Page last updated at 02:29 GMT, Tuesday, 30 September 2008 03:29 UK

Bail-out plan rejected: US reaction

The US House of Representatives has rejected a $700bn (380bn) bail-out plan to stabilise the economy. Here BBC website readers in the US give their reaction to the news that took many observers by surprise.


LISA BYRD, BALTIMORE, MARYLAND

Wall Street
The US House of Representatives rejected a $700bn (380bn) plan to bail out Wall Street.
I'm glad this bill hasn't been passed and I'm glad the members of the House of Representatives listened to the concern of their constituents in voting against it.

A lot of average working class people don't want this bill. This problem wasn't created by us, it wasn't our greed that got us into this situation.

I live within my means and pay my bills. Why would I want to pay an average $3000 extra in taxes for somebody else's mistake?

People in the US went through a binge period and many were living beyond their means. It shouldn't have come as a surprise that that period was going to end.

The banking industry also has a lot to answer for.

The whole system needs to introduce tighter regulation. I've worked in the insurance industry for 22-years and that is heavily regulated.

In banking, eveyone seems to be able to do what they like without any checks and balances.

BRIAN HIND, KANSAS

Brian Hind
I'm a farmer and one of many who called the offices of our political representatives to tell them in no uncertain terms they would not get my vote this fall if they voted for this package.

I certainly meant it and apparently the message got through.

People here are so angry that these people in Wall Street have been gambling away money that did not belong to them. On top of that, many of these CEOs were walking away with multi-million dollar payoffs.
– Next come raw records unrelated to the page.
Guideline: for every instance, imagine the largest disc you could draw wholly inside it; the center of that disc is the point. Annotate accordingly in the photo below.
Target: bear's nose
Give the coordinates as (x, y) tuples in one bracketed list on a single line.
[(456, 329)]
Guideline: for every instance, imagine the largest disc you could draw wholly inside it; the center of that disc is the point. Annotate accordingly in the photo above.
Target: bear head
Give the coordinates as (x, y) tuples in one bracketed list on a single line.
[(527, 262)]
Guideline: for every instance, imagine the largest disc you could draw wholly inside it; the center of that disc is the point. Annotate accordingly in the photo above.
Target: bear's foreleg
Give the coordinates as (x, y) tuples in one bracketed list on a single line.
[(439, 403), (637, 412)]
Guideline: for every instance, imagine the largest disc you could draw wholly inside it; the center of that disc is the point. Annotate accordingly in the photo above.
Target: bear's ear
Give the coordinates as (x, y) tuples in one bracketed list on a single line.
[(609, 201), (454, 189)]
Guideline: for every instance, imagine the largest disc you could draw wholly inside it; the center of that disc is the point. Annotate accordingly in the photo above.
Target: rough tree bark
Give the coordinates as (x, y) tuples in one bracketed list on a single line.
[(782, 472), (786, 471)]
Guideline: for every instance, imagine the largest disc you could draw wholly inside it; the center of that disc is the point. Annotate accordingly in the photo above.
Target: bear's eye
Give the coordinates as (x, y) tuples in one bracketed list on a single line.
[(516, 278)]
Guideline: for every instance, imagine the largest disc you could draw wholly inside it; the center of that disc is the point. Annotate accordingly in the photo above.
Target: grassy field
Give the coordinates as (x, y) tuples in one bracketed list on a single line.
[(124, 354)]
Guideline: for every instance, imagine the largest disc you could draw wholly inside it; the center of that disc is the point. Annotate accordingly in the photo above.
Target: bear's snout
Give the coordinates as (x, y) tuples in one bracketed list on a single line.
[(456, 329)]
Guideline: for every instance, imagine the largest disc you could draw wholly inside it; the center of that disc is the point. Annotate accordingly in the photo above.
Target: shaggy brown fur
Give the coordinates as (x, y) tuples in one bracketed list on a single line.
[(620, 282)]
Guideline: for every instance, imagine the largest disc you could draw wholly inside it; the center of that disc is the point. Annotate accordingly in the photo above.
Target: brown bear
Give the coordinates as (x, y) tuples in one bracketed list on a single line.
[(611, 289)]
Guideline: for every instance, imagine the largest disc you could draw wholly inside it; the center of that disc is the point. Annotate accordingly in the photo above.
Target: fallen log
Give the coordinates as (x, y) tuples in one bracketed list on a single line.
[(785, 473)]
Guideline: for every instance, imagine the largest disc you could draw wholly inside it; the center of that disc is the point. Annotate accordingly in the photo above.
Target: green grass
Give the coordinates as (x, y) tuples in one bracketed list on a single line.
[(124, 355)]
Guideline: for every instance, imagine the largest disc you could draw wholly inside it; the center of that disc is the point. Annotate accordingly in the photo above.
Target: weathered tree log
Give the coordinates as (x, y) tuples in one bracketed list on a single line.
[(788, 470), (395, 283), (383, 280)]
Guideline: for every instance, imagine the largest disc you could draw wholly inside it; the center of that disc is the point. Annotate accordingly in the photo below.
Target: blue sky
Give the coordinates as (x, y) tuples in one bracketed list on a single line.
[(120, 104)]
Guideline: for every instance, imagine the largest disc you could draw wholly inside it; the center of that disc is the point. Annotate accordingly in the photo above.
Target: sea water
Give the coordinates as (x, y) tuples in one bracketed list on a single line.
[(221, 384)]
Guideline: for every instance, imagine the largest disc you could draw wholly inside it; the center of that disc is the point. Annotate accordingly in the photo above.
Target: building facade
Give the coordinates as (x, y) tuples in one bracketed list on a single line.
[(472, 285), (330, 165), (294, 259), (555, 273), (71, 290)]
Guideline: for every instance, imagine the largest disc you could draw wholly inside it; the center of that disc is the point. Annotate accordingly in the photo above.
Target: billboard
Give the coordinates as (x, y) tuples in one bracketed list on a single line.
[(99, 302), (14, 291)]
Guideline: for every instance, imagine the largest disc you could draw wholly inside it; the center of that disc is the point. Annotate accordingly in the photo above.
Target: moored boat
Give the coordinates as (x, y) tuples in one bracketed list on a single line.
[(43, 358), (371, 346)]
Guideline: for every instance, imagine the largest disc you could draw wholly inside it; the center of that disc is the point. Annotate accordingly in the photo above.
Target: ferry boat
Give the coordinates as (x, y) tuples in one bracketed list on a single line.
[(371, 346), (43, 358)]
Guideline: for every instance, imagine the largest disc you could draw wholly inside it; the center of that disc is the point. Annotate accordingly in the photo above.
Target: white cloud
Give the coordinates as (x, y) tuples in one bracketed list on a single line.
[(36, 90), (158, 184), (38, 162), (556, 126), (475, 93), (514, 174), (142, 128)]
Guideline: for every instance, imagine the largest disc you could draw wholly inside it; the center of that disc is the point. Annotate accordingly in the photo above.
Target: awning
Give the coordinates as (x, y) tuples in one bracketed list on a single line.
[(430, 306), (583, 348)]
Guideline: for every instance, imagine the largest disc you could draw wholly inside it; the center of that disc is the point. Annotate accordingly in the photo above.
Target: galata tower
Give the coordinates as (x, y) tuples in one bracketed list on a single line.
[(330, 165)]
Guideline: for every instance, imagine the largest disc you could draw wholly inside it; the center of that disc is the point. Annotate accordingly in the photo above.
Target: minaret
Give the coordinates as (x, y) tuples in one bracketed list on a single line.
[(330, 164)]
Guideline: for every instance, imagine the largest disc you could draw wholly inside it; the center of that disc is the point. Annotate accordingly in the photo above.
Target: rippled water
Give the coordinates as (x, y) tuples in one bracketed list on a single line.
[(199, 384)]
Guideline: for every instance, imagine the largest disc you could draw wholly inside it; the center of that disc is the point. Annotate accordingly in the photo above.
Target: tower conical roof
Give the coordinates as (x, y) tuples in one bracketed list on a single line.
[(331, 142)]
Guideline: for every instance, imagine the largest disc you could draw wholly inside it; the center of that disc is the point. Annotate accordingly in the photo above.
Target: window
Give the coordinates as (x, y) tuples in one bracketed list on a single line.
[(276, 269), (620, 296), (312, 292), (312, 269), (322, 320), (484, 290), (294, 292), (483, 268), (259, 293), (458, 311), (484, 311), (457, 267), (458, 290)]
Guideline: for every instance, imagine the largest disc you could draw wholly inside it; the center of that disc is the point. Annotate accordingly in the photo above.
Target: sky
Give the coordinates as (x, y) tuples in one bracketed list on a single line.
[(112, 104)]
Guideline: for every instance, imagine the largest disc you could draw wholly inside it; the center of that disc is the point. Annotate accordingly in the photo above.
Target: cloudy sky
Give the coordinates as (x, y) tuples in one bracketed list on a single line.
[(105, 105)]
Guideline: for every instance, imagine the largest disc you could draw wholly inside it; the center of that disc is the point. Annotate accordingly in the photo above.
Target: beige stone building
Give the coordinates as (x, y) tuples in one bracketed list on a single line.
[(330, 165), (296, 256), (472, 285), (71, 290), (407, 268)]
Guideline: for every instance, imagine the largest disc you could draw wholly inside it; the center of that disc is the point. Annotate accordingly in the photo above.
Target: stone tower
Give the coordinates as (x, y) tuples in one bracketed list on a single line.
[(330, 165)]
My congressman, Jerry Moran, was among those who voted against the bail out - and I'm glad he did. A poll on his website yesterday showed 650 people against the plan and only 49 in favour.

He listened to what the people he represents were telling him.

I haven't been affected by the financial situation so far, but I'll be speaking to one of my bankers tomorrow to find out whether my line of credit is going to be curtailed in the near future.

JOHN CAPIN, SAN FRANCISCO

I own a small graphic design company that employs thirty people. We depend on credit for everything from payroll to buying supplies.

I have currently frozen salaries and we are trying to find a way to extend our office supplies.

There needs to be far more oversight and protection given to small businesses like mine

The major bank I deal with has reduced our credit line as well as our credit card limits. The first thing to go is the health care plan we provide.

My investments no longer provide a safety net for the company or my employees, with overdue accounts now standing at 54%.

I was glad the bailout plan was rejected by Congress. I think there needs to be far more oversight and protection given to small businesses like mine.

Over the past few days, I've heard so many stories from my employees about the financial problems they face and they were furious at the prospect of Wall Street being bailed out while they get no help at all.

This is what the US government needs to concentrate more on - protecting businesses like mine and the ordinary employees that work there.

ANDREW WANGMAN, BALTIMORE COUNTY, MARYLAND

My grandparents often talk about the 1930's. My great grandfather was ruined and lost his business and fortune in 1929/1930.

My grandfather is now 90 and most of his life was spent making sure his family never had to go through anything like that.

I have no idea now if that will happen again. I would have said no-way just yesterday.

The Congress had better come to its senses soon or the world credit markets will freeze up and it will be 1930 all over again. They need to show some leadership!